You don’t have to be a genius to do it, just a good story-teller.

So, when will NASA stop ‘borrowing’ taxpayer dollars to do experiments with invisible monsters in space? When will they focus on the electromagnetic currents winding through the galaxy and universe?

Cygnus Loop
Electromagnetic plasma in space. My Goodness – talk about a future energy source.

When will it change? When you tell them that you’ve had enough. That takes writing and blogging and talking about it. So talk, write, blog. You can write Smithsonian HERE. Ask them if they’d mind covering the Big Bang controversy, or Plasma Cosmology. Can’t hurt. Might help.

I submitted the following as a letter to the editor. I hope it doesn’t disappear down a “black hole.” (which also does not exist).

Dear Editor,

Regarding “Dark Energy: The Biggest Mystery in the Universe”

Has it occurred to anyone at Smithsonian Magazine, that what cannot be seen, measured, or verified, might not, in fact, exist?

How do you devote five or six pages of your usually fine journal to a bit of scientism so speculative and un-falsifiable…without even raising the question:

Do these guys really know what they are talking about?

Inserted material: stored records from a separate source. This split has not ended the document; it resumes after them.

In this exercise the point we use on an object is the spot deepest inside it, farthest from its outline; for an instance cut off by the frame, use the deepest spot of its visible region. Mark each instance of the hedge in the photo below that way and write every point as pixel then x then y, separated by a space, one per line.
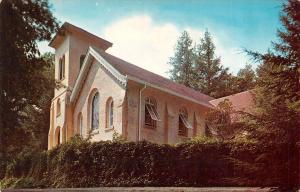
pixel 80 163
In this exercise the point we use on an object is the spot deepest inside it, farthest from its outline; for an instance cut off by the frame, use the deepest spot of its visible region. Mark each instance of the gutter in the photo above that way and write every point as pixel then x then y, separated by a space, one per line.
pixel 208 105
pixel 140 113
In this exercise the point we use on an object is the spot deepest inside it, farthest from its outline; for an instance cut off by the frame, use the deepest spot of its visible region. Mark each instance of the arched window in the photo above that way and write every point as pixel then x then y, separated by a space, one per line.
pixel 183 123
pixel 58 107
pixel 151 115
pixel 61 72
pixel 80 124
pixel 81 61
pixel 109 113
pixel 95 112
pixel 57 136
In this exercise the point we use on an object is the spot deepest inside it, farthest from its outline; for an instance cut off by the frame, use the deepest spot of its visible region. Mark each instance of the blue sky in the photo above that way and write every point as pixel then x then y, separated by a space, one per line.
pixel 145 32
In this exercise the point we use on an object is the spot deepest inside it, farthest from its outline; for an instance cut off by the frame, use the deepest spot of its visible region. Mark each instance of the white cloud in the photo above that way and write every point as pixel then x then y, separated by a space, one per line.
pixel 141 41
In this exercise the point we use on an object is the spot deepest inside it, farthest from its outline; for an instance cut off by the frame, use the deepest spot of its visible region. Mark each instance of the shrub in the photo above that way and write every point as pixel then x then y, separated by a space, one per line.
pixel 80 163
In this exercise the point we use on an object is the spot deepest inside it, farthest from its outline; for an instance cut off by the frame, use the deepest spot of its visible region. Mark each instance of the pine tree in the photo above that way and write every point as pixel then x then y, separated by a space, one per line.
pixel 23 24
pixel 276 125
pixel 245 79
pixel 211 77
pixel 182 62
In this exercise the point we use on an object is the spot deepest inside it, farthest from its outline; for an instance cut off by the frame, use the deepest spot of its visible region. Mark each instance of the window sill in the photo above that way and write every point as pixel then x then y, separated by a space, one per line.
pixel 108 129
pixel 183 135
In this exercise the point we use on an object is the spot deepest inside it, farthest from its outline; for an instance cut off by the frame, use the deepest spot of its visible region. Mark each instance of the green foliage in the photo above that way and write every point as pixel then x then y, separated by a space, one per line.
pixel 81 163
pixel 182 62
pixel 211 77
pixel 276 122
pixel 224 122
pixel 199 68
pixel 22 75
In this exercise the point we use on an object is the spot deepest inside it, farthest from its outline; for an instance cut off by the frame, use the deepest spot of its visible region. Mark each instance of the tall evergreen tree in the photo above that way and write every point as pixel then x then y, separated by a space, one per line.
pixel 276 126
pixel 211 77
pixel 245 79
pixel 182 62
pixel 23 23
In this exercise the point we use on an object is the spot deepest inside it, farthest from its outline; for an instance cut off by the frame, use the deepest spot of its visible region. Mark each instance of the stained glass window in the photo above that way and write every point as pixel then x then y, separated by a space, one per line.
pixel 95 112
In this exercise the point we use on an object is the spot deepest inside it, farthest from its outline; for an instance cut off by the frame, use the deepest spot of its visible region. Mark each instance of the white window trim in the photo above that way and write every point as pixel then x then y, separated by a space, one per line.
pixel 185 122
pixel 152 111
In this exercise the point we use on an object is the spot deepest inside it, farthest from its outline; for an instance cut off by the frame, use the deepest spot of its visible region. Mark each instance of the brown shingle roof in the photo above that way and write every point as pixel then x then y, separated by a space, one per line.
pixel 129 69
pixel 240 101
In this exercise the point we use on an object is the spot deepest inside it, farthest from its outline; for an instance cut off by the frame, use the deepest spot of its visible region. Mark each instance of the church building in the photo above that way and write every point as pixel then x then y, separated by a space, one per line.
pixel 99 94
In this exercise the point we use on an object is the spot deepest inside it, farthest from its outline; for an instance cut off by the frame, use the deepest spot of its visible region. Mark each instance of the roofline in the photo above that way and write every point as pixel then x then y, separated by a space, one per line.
pixel 88 60
pixel 169 91
pixel 121 78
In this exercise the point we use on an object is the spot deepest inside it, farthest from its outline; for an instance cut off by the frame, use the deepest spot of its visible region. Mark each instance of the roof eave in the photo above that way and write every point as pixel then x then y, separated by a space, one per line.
pixel 208 105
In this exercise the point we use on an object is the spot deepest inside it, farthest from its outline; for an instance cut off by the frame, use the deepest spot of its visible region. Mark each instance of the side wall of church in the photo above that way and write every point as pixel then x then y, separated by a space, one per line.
pixel 168 106
pixel 98 80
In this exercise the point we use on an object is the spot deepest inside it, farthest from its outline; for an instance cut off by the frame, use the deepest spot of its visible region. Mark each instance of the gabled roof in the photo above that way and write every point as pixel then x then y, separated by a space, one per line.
pixel 123 71
pixel 69 28
pixel 242 101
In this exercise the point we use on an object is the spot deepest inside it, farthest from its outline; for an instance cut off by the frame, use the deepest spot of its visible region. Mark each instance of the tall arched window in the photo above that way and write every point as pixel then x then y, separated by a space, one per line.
pixel 58 107
pixel 81 61
pixel 183 124
pixel 80 124
pixel 109 113
pixel 151 115
pixel 95 112
pixel 57 136
pixel 61 64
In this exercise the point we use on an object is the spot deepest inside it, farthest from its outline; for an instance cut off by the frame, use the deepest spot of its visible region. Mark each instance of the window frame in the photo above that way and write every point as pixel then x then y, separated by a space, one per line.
pixel 58 107
pixel 183 124
pixel 109 113
pixel 61 68
pixel 92 111
pixel 80 124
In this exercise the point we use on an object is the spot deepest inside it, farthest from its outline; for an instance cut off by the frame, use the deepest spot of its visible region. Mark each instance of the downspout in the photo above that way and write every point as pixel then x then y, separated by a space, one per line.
pixel 140 112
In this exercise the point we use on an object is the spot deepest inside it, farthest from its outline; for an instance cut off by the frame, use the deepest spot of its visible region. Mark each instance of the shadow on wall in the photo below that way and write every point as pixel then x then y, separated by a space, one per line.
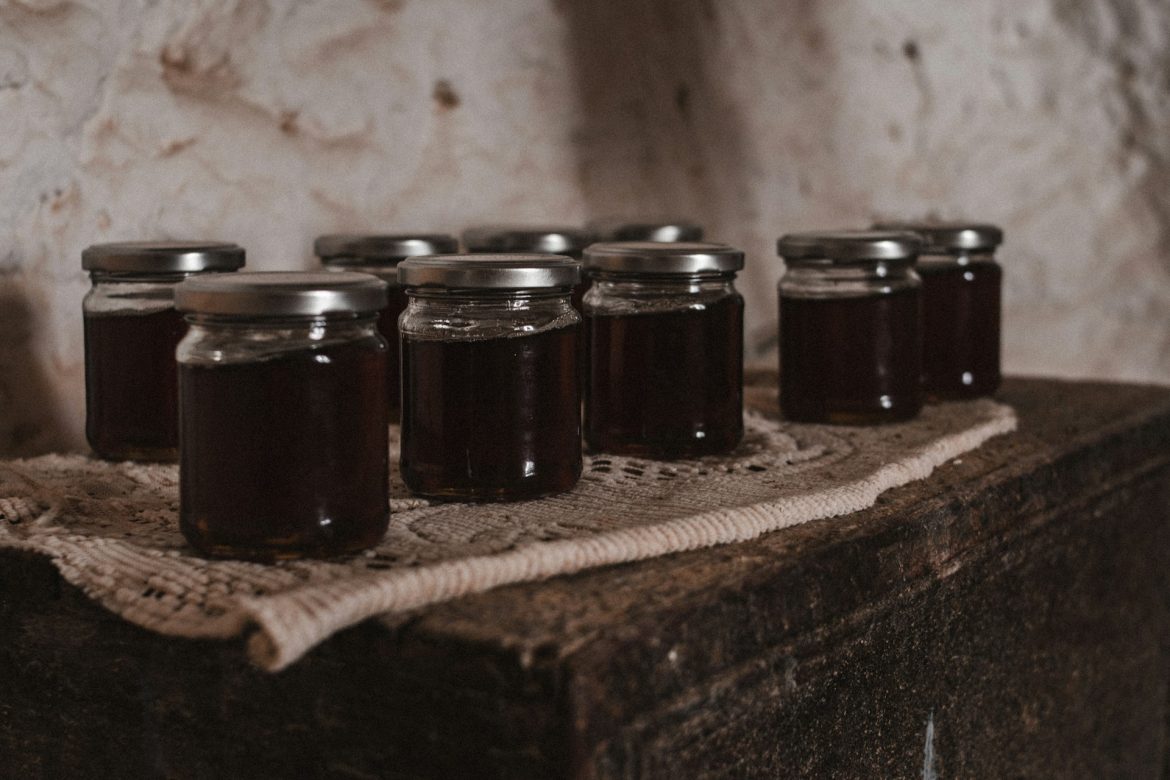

Isn’t it worth noting that the Big Bang theory has been falsified in its every iteration – from Father Georges Lemaitre’s reconciliation of the Biblical Genesis, with modern astro-physics, to current CMV estimates:

* First there was nothing, then BANG, there was everything!

* “There was silence on the face of the deep, and the Lord said, let there be light, and there was light.”

How different are these two creation stories? (Not at all). How similar? (entirely). Is that just coincidence?

Father Georges LeMaitre attempted to correlate Edwin Hubble’s observation of a shift into the red of distant objects – even as Hubble himself warned that interpreting redshift as a Doppler effect might be unwise and unwarranted.

Halton Arp then falsified redshift through the observation of contradictory galaxies and celestial bodies: Redshift was more likely a determinant of age, and not distance.

Sir Fred Hoyle had his own problems with the ludicrous and quite Biblical Big Bang ‘theory,’ so much so that he devised a ’steady state’ model to try to better match what is observed.

Kristian Birkeland noted, in the early 20th C. that Earth is bathed and coated with electromagnetic energy. Hans Alfven took the observation further, and revealed that all of outer space courses with electromagnetic energy – a force 10 to the power of 39 times more powerful than gravity.

10 with 39 zeros.

So, who needs “dark energy?”

I take the citation from your otherwise good and serious journal as a last word:

“Michael Turner coined the term “dark energy” in 1998. No one knows what it is.” That’s because it isn’t.